Originally Posted by keiths121
What does that mean if it is cached? Does that mean it will be freed if there is a need for the additional memory?
In simple cases yes. In complicated cases, it depends what you mean by "need".
The system might swap other memory to the swap file in preference to releasing memory from cache. The algorithms are pretty good, so when it swaps in preference to releasing cache, that is usually the best choice. But may people misunderstand and think it is always wrong to swap in preference to releasing cache, and they take misguided steps to prevent the system from doing so.
So if "need" means the system really needs that memory (can't manage without it) then it absolutely will take it from cache. But if "need" means the system needs to take memory from somewhere and has a choice to swap or to take it from cache, the system will make a good choice. Most of the time that good choice is to take the memory from cache, rather than swapping. In the less common case that good choice is swapping, it is likely to still be a good choice, even though that may be hard to understand.

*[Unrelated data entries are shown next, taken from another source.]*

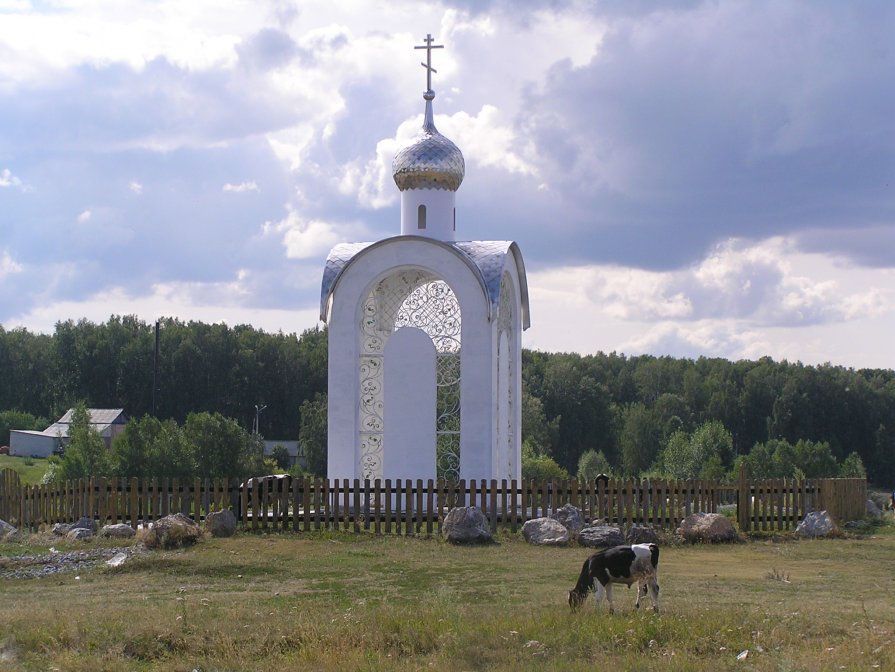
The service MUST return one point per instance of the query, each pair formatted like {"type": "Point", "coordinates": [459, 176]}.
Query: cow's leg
{"type": "Point", "coordinates": [654, 592]}
{"type": "Point", "coordinates": [641, 592]}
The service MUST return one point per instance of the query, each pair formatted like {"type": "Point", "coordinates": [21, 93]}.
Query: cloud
{"type": "Point", "coordinates": [241, 187]}
{"type": "Point", "coordinates": [8, 265]}
{"type": "Point", "coordinates": [7, 179]}
{"type": "Point", "coordinates": [302, 238]}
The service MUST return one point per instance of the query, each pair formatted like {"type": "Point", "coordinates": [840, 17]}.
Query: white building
{"type": "Point", "coordinates": [425, 335]}
{"type": "Point", "coordinates": [108, 422]}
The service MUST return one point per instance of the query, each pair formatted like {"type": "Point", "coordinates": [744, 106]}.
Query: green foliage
{"type": "Point", "coordinates": [86, 454]}
{"type": "Point", "coordinates": [221, 448]}
{"type": "Point", "coordinates": [312, 434]}
{"type": "Point", "coordinates": [541, 467]}
{"type": "Point", "coordinates": [640, 435]}
{"type": "Point", "coordinates": [591, 464]}
{"type": "Point", "coordinates": [280, 456]}
{"type": "Point", "coordinates": [852, 467]}
{"type": "Point", "coordinates": [703, 454]}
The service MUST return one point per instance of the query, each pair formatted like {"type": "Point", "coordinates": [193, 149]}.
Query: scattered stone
{"type": "Point", "coordinates": [79, 533]}
{"type": "Point", "coordinates": [85, 523]}
{"type": "Point", "coordinates": [706, 527]}
{"type": "Point", "coordinates": [220, 523]}
{"type": "Point", "coordinates": [545, 532]}
{"type": "Point", "coordinates": [571, 518]}
{"type": "Point", "coordinates": [641, 534]}
{"type": "Point", "coordinates": [55, 562]}
{"type": "Point", "coordinates": [117, 531]}
{"type": "Point", "coordinates": [466, 525]}
{"type": "Point", "coordinates": [601, 536]}
{"type": "Point", "coordinates": [816, 524]}
{"type": "Point", "coordinates": [172, 531]}
{"type": "Point", "coordinates": [61, 529]}
{"type": "Point", "coordinates": [6, 530]}
{"type": "Point", "coordinates": [117, 560]}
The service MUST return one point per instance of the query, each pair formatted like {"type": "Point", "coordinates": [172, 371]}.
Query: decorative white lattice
{"type": "Point", "coordinates": [411, 298]}
{"type": "Point", "coordinates": [506, 323]}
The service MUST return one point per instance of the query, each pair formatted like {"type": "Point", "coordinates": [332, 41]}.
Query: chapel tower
{"type": "Point", "coordinates": [425, 334]}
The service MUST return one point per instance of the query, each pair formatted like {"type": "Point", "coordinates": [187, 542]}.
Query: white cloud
{"type": "Point", "coordinates": [7, 179]}
{"type": "Point", "coordinates": [241, 187]}
{"type": "Point", "coordinates": [302, 238]}
{"type": "Point", "coordinates": [8, 265]}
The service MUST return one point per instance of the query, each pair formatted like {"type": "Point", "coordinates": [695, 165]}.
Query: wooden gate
{"type": "Point", "coordinates": [10, 497]}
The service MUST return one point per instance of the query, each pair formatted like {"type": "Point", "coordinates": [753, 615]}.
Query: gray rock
{"type": "Point", "coordinates": [706, 527]}
{"type": "Point", "coordinates": [641, 534]}
{"type": "Point", "coordinates": [6, 530]}
{"type": "Point", "coordinates": [571, 518]}
{"type": "Point", "coordinates": [466, 525]}
{"type": "Point", "coordinates": [816, 524]}
{"type": "Point", "coordinates": [220, 523]}
{"type": "Point", "coordinates": [601, 536]}
{"type": "Point", "coordinates": [85, 523]}
{"type": "Point", "coordinates": [61, 529]}
{"type": "Point", "coordinates": [545, 532]}
{"type": "Point", "coordinates": [117, 531]}
{"type": "Point", "coordinates": [79, 533]}
{"type": "Point", "coordinates": [172, 531]}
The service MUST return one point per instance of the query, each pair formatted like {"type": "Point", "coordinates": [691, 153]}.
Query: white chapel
{"type": "Point", "coordinates": [425, 332]}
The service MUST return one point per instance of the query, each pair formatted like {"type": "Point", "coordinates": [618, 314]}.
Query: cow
{"type": "Point", "coordinates": [274, 486]}
{"type": "Point", "coordinates": [621, 564]}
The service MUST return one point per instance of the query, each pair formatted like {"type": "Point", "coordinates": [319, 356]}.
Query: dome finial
{"type": "Point", "coordinates": [428, 64]}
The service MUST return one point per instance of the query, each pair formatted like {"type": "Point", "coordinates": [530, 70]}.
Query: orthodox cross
{"type": "Point", "coordinates": [428, 64]}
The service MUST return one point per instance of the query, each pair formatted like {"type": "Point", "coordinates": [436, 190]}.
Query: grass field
{"type": "Point", "coordinates": [338, 602]}
{"type": "Point", "coordinates": [30, 469]}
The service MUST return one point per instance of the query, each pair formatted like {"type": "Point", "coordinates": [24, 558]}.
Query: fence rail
{"type": "Point", "coordinates": [418, 507]}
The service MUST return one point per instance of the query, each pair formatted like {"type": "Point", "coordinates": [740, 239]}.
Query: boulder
{"type": "Point", "coordinates": [466, 525]}
{"type": "Point", "coordinates": [220, 523]}
{"type": "Point", "coordinates": [6, 530]}
{"type": "Point", "coordinates": [601, 536]}
{"type": "Point", "coordinates": [61, 529]}
{"type": "Point", "coordinates": [545, 532]}
{"type": "Point", "coordinates": [571, 518]}
{"type": "Point", "coordinates": [117, 531]}
{"type": "Point", "coordinates": [706, 527]}
{"type": "Point", "coordinates": [641, 534]}
{"type": "Point", "coordinates": [78, 533]}
{"type": "Point", "coordinates": [172, 531]}
{"type": "Point", "coordinates": [85, 523]}
{"type": "Point", "coordinates": [816, 524]}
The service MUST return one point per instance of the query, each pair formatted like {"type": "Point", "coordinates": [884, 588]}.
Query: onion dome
{"type": "Point", "coordinates": [431, 161]}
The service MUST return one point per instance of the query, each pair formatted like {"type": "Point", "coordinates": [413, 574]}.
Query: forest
{"type": "Point", "coordinates": [630, 415]}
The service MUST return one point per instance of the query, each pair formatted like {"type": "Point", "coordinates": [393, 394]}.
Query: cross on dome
{"type": "Point", "coordinates": [428, 64]}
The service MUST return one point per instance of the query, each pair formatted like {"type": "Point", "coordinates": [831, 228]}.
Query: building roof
{"type": "Point", "coordinates": [101, 419]}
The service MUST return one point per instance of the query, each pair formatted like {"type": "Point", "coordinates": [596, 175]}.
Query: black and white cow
{"type": "Point", "coordinates": [621, 564]}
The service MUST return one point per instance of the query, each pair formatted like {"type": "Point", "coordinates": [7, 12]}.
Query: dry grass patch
{"type": "Point", "coordinates": [332, 601]}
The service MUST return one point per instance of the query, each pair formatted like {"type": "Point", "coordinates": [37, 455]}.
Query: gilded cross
{"type": "Point", "coordinates": [428, 64]}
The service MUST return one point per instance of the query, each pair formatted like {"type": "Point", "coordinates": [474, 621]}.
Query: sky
{"type": "Point", "coordinates": [693, 178]}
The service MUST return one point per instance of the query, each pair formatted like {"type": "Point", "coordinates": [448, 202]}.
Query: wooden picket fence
{"type": "Point", "coordinates": [414, 507]}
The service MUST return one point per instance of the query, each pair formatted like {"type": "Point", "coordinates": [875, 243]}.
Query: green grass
{"type": "Point", "coordinates": [328, 601]}
{"type": "Point", "coordinates": [30, 469]}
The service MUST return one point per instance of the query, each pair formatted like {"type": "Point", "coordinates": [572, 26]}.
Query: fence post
{"type": "Point", "coordinates": [743, 517]}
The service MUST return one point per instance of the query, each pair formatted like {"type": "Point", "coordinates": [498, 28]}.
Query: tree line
{"type": "Point", "coordinates": [629, 415]}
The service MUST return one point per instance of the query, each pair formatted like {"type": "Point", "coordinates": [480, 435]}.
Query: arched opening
{"type": "Point", "coordinates": [421, 217]}
{"type": "Point", "coordinates": [420, 302]}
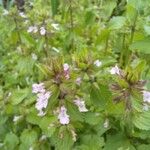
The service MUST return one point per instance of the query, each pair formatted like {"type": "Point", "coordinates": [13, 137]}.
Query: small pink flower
{"type": "Point", "coordinates": [63, 117]}
{"type": "Point", "coordinates": [78, 81]}
{"type": "Point", "coordinates": [106, 123]}
{"type": "Point", "coordinates": [66, 67]}
{"type": "Point", "coordinates": [81, 105]}
{"type": "Point", "coordinates": [38, 88]}
{"type": "Point", "coordinates": [146, 96]}
{"type": "Point", "coordinates": [115, 70]}
{"type": "Point", "coordinates": [66, 71]}
{"type": "Point", "coordinates": [42, 100]}
{"type": "Point", "coordinates": [42, 31]}
{"type": "Point", "coordinates": [97, 63]}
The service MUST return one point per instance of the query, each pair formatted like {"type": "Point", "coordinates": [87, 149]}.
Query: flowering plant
{"type": "Point", "coordinates": [75, 82]}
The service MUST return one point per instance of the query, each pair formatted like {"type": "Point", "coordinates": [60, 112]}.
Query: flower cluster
{"type": "Point", "coordinates": [97, 63]}
{"type": "Point", "coordinates": [34, 29]}
{"type": "Point", "coordinates": [63, 116]}
{"type": "Point", "coordinates": [81, 105]}
{"type": "Point", "coordinates": [115, 70]}
{"type": "Point", "coordinates": [66, 71]}
{"type": "Point", "coordinates": [42, 97]}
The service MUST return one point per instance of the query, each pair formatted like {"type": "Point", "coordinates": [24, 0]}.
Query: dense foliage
{"type": "Point", "coordinates": [75, 75]}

Notice in the example I quoted 90MB of swap space is in use even though 3146MB of memory is "free" including cache. When it wrote that 90MB to the swap area, I'm sure less than 3146MB was "free", but I'm sure quite a LOT was "free" (used by cache) and the system correctly swapped rather than taking from cache. I think that swapping happened long before I used that free command, yet the swap space was still in use. That implies the sleeping tasks that own the swapped memory haven't touched it since it was swapped.